Time complexity of the `buildTree` function is O(n^2) in the worst-case scenario, where n is the number of elements in the inorder and postorder traversals. This happens when the input binary tree is skewed, and each node has only one child. In such a case, the `inorder.index` method takes O(n) time to find the index of the root node, and this operation is performed for each node of the tree. The `pop` method also takes O(1) time. Therefore, the overall time complexity is O(n^2).

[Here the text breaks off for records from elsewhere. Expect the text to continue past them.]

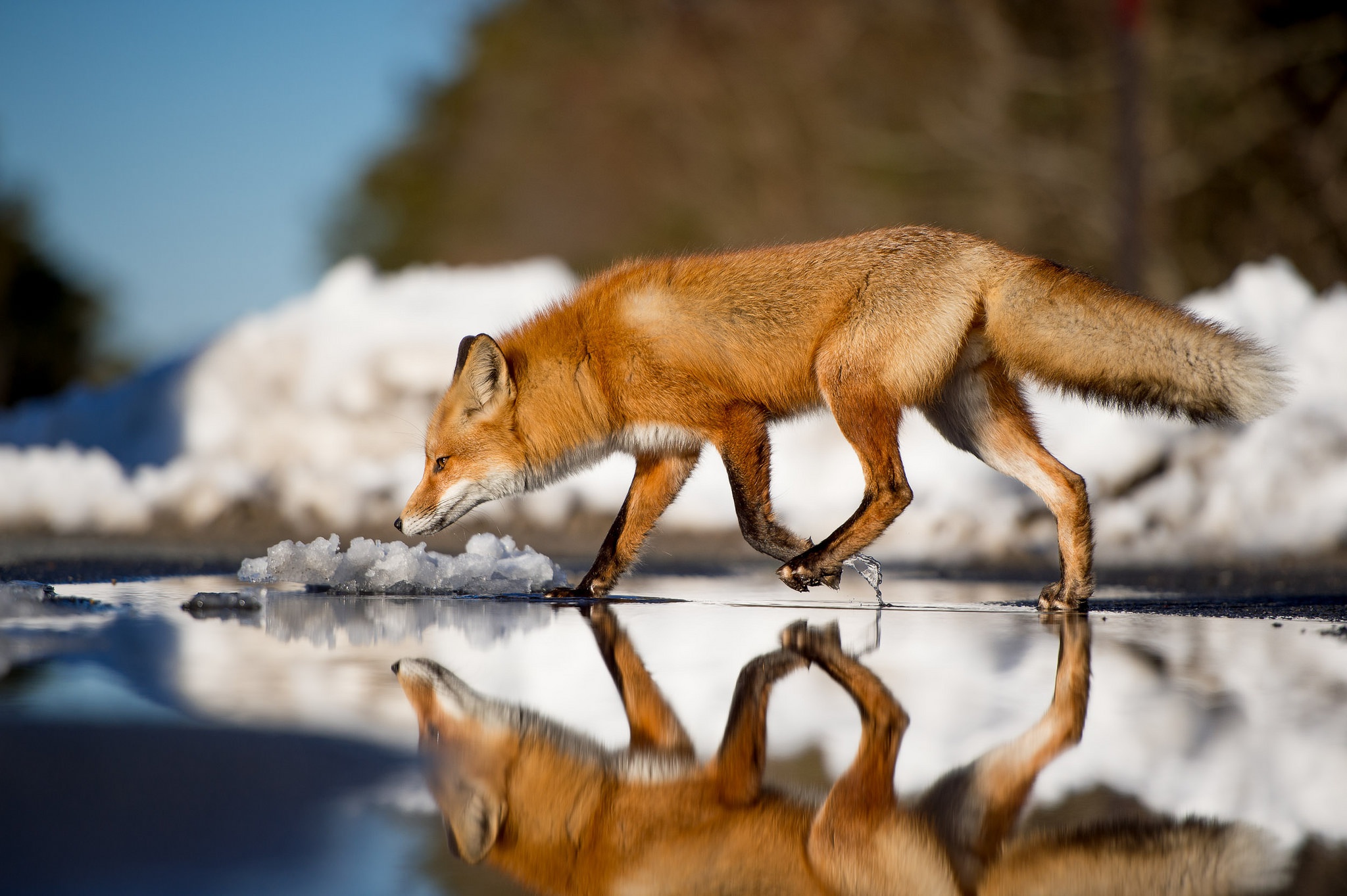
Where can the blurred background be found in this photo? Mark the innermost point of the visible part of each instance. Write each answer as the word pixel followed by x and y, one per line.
pixel 172 174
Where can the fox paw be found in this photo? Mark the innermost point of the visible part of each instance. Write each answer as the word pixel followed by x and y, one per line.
pixel 800 573
pixel 1064 596
pixel 812 642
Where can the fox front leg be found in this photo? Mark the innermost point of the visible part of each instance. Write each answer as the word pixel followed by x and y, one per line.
pixel 656 483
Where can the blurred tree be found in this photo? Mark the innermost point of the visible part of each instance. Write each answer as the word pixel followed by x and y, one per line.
pixel 46 321
pixel 600 128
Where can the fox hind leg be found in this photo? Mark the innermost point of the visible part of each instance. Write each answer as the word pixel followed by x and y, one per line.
pixel 983 412
pixel 745 448
pixel 869 420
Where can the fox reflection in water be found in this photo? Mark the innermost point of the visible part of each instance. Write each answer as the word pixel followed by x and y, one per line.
pixel 562 814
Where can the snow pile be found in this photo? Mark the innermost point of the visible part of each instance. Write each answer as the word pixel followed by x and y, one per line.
pixel 314 411
pixel 489 565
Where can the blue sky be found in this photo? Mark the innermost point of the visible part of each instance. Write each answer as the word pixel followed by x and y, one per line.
pixel 184 154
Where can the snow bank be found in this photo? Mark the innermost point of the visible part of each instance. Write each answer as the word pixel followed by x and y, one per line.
pixel 489 565
pixel 316 410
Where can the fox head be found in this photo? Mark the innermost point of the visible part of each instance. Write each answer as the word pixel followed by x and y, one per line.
pixel 472 451
pixel 468 745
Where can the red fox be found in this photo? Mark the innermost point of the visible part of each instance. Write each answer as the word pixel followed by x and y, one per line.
pixel 560 814
pixel 660 357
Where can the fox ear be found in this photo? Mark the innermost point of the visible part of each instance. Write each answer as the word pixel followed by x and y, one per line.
pixel 474 822
pixel 488 376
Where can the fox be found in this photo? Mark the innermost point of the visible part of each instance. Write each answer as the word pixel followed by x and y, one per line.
pixel 660 357
pixel 560 814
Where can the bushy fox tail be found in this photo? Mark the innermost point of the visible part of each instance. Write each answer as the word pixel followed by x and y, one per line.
pixel 1078 334
pixel 1177 859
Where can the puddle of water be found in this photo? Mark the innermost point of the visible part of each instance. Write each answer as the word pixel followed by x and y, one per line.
pixel 1231 719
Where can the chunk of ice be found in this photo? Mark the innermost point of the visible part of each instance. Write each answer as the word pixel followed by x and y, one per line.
pixel 869 569
pixel 489 565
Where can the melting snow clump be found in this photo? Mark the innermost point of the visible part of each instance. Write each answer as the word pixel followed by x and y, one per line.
pixel 489 565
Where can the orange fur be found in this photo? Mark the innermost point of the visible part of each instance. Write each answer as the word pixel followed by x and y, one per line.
pixel 659 357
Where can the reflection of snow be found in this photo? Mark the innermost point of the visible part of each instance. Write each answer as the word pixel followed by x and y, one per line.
pixel 1230 719
pixel 488 565
pixel 372 621
pixel 314 410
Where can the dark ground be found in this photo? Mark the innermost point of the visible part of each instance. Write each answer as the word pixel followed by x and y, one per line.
pixel 1273 588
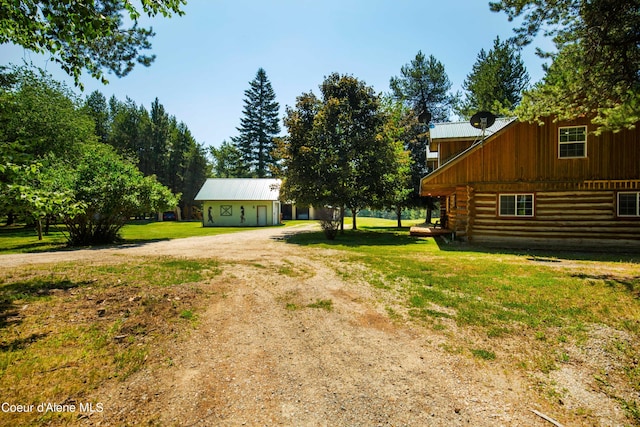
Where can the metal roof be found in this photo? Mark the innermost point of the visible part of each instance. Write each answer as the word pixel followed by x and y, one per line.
pixel 240 189
pixel 462 130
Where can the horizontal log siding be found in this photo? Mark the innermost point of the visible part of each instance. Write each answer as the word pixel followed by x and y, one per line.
pixel 569 218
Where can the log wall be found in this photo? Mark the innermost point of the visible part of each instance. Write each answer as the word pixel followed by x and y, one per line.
pixel 566 218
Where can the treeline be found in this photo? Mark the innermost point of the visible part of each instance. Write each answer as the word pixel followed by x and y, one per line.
pixel 89 164
pixel 161 145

However, in the best-case scenario, the binary tree is balanced, and each node has two children. In this case, the `inorder.index` method is only called once for each node, and the `pop` method is called exactly n times. Therefore, the time complexity is O(n).

SPACE:-

Space complexity of the `buildTree` function is O(n) in the worst-case scenario. This happens when the input binary tree is skewed, and the recursive function calls accumulate on the call stack. In the best-case scenario, the binary tree is balanced, and the height of the call stack is logarithmic to the number of elements in the tree, resulting in a space complexity of O(log n).